Question: Special order decision and considerations (Learning Objective 3) Gentry Miller Sunglasses sell for $150 per pair. Suppose the company incurs the following average costs per

Special order decision and considerations (Learning Objective 3)

Gentry Miller Sunglasses sell for $150 per pair. Suppose the company incurs the following average costs per pair:

Direct materials $43
Direct labor 13
Variable manufacturing overhead 9
Variable marketing expenses 3
Fixed manufacturing overhead 16*
Total costs $84
*$2,100,000 total fixed manufacturing overhead / 131,250 pairs of sunglasses

Gentry Miller has enough idle capacity to accept a one-time-only special order from Oregon Opticians for 21,000 pairs of sunglasses at $74 per pair.
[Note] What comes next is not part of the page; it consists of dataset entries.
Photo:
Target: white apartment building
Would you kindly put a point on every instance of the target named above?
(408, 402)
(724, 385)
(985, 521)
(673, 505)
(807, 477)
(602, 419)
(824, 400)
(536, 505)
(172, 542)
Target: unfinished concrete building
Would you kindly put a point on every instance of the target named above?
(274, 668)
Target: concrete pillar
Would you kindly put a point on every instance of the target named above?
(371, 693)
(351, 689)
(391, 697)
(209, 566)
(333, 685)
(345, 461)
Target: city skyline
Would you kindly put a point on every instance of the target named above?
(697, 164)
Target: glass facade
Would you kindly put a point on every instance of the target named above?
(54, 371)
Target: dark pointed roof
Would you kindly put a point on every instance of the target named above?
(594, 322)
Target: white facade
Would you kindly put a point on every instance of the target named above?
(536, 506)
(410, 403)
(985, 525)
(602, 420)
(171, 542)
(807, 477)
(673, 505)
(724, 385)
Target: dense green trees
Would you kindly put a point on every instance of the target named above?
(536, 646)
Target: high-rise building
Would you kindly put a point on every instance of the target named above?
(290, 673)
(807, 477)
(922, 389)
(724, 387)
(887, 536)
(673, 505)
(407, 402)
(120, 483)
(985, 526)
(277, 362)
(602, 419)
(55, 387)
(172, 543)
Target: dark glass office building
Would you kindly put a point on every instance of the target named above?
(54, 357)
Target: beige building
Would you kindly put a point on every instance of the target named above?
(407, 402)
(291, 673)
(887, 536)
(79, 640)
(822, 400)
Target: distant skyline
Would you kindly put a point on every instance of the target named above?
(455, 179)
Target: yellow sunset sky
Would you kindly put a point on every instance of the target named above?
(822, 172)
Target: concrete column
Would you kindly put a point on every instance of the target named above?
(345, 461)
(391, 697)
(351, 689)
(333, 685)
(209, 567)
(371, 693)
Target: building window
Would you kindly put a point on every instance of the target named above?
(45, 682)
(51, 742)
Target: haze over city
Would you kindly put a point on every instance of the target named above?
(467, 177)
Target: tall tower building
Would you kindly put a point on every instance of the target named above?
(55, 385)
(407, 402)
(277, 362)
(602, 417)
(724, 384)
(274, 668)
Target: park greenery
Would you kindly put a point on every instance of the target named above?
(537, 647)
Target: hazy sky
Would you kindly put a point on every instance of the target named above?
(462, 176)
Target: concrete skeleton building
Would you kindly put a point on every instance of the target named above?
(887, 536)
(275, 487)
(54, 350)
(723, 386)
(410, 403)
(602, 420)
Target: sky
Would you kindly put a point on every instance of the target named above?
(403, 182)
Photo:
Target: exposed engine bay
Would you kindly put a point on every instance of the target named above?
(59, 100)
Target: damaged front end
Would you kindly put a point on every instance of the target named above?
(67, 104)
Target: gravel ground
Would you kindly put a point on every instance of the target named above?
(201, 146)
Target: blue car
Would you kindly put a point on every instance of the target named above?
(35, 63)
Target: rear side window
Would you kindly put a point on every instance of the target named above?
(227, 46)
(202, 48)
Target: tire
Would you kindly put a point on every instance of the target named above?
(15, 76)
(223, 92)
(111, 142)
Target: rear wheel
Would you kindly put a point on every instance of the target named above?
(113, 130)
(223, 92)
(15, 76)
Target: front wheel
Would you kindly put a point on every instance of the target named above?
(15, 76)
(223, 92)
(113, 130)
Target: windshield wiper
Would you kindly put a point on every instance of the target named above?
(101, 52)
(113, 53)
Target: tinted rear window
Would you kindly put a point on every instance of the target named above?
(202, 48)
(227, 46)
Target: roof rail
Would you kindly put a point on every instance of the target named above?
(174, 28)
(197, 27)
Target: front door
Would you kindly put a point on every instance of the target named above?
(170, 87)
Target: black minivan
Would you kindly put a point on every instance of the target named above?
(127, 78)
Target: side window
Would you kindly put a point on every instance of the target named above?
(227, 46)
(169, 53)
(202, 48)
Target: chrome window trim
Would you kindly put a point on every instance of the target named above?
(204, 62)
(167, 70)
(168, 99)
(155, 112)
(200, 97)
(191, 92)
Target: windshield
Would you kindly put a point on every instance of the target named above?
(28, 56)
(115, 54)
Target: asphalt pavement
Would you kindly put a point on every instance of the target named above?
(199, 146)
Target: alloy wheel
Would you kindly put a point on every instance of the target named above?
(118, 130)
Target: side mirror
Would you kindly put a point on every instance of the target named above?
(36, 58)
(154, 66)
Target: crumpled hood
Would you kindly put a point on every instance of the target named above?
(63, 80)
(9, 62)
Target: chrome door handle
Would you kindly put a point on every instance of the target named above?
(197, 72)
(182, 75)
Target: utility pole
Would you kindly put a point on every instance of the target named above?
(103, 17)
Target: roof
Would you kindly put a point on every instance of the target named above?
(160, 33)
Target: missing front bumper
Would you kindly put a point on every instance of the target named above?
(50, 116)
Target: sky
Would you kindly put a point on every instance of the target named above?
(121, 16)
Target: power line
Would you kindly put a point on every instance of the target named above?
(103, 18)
Gentry Miller will not incur any variable marketing expenses for the order.

Requirements

  1. How would accepting the order affect Gentry Millers operating income? In addition to the special orders effect on profits, what other (longer-term, qualitative) factors should the companys managers consider in deciding whether to accept the order?

  2. Gentry Millers marketing manager argues against accepting the special order because the offer price of $74 is less than the $84 cost to make the sunglasses. The marketing manager asks you, as one of Gentry Millers staff accountants, to explain whether this analysis is correct.